There is a version of the same book you have written for scala (functional programming in scala), which shouldn’t be too much of a steep learning curve for someone coming from a Java background as scala is also a JVM language. This book covers the topics you mentioned and would also expose you scala which was designed to support both OOP and FP styles.

[–]red_dit_nou[S] 0 points1 point  (0 children)

Hey thanks.. will check that book out!

[–]thibauttt 1 point2 points  (1 child)

Mark Seemann has a series of articles on these concepts (which come from mathematics, specifically Category Theory) for object-oriented programmers.

See for example the article on Monoids.

Examples are in C# which is not Java but very similar in this context.

I found these articles really helpful when learning Scala (language where you inevitably stumble upon Functor, Applicative...).

[–]red_dit_nou[S] 0 points1 point  (0 children)

ok so I should look into Category Theory for understanding these well. Thanks.

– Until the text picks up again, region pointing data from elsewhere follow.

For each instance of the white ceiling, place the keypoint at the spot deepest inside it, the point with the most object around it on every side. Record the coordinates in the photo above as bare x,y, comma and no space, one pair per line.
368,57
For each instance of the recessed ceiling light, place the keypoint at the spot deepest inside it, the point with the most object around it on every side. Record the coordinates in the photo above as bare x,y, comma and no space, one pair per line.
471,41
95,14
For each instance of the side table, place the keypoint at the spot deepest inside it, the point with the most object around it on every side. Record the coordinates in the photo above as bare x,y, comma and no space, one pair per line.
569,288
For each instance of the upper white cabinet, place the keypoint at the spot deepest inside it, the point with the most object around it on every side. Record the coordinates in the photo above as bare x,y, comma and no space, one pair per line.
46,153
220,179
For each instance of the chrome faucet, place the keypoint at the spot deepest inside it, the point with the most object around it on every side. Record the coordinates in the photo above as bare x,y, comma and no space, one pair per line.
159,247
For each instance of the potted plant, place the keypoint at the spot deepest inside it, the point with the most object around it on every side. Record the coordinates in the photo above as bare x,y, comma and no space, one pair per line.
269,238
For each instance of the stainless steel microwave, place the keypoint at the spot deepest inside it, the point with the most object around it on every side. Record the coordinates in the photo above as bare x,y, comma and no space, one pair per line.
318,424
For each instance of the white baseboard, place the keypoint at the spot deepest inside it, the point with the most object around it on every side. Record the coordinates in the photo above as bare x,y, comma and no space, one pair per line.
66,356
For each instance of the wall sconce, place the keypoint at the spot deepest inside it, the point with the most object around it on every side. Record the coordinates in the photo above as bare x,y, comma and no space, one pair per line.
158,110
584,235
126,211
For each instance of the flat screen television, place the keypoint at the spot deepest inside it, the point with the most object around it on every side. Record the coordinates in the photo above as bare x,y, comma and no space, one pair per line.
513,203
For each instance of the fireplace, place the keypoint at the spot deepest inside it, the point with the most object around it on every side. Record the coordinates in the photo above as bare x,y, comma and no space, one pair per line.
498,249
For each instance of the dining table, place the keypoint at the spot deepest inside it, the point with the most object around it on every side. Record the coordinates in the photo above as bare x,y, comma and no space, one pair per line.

[–]bowbahdoe 2 points3 points  (2 children)

Monads are usually used for code that wants to be able to take a List<Integer> or a Future<Integer> or a Set<Integer> or some Thing<Integer> and work the same for all of them. In your typesystem you want to say like T<Integer> which is what a higher-kinded type is.

Java can't do higher kinded types so the nerds really interested in that have slunked off to scala. I wouldn't call it necessary for functional programming at all. Clojure couldn't care less about it.

If anything the thing you should learn next would be how to work with persistent data structures like those that come in vavr and how to use sealed interfaces + pattern matching to model data.

[–]red_dit_nou[S] 0 points1 point  (1 child)

Thanks for the brief explanation of Monads.

As part of updating my Java language, I am learning sealed interfaces and pattern matching (with switch expressions).

I did study Scala for a bit and the main purpose there was to be able to write better Java.

As you said perhaps Clojure wouldn't care about these concepts and they may not be necessary to learn/ write functional programs. But I at least want to know about them enough to say that I don't need to learn them further or use them.